Test Driven Deployment – mcollective, puppet, cucumber

11/06/2009

With the release of mcollective recently I’ve been able to work a bit on a deploy problem I’ve had at a client, I was able to build up the following by combining mcollective, cucumber and the open source mcollective plugins.

The cucumber exploring is of course a result of @auxesis‘s brilliant cucumber talk at Devops Days recently.

Note: I’ve updated this from the initial posting, showing how I do filtering with mcollective discovery and put it all into one scenario.
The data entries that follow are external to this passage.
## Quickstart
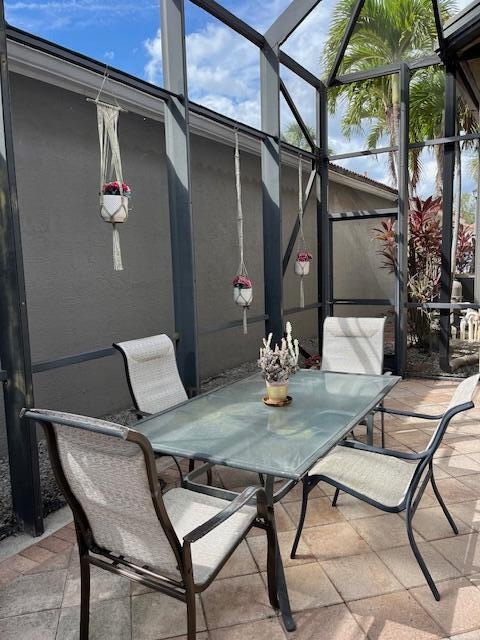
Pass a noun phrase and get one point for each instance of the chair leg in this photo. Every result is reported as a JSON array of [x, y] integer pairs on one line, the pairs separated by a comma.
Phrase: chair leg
[[271, 562], [335, 497], [382, 424], [306, 491], [84, 596], [418, 556], [191, 616], [441, 502]]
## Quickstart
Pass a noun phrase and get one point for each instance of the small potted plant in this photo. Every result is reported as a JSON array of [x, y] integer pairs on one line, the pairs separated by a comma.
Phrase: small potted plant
[[302, 263], [242, 291], [278, 364], [114, 201]]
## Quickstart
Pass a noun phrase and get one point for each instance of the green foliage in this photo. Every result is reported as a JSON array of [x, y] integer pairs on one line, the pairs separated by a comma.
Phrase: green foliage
[[469, 208], [387, 31]]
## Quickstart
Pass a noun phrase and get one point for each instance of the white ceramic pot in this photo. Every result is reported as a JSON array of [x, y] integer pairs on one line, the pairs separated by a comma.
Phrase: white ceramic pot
[[243, 297], [302, 268], [277, 391], [113, 208]]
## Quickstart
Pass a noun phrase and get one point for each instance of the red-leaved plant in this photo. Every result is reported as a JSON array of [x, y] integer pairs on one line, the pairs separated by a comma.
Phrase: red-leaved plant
[[424, 260]]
Feature: Update the production systems
 
    Background:
        Given the load balancer has ip address 192.168.1.1
        And I want to update hosts with class roles::dev_server
        And I want to update hosts with fact country=de 
        And I want to pre-discover how many hosts to update
 
    Scenario: Update the website
        When I block the load balancer
        Then traffic from the load balancer should be blocked
 
        When I update the package mywebapp
        Then the package version for mywebapp should be 4.2.6-3.el5
 
        When I unblock the load balancer
        Then traffic from the load balancer should be unblocked

This is completely like any other test driven scenario based system, if it fails to block the firewall deploy will bail out. If it fails to update the package it will bail and finally only if those worked will it unblock the firewall.

Thanks to mcollective this is distributed and parallel over large numbers of machines. I can also apply filters to update just certain clusters using mcollective’s discovery features.

Everything’s outcome is tested and cucumber will only show the all clear when everything worked on all machines in a consistent way.

This is made possible in part because the mcollective plugins use the Puppet providers underneath the hood, so package and service actions are complete idempotent and repeatable, I can rerun this script 100 times and it will do the same thing.

I have other steps not included here to keep things simple but in a real world I would restart the webserver after the update and I would then call NRPE plugins on all the nodes to make sure their load average is in acceptable ranges before the firewall gets opened letting the load balancer in.

This opens up a whole lot of interesting ideas, kudos to @auxesis and his great talk at devopsdays!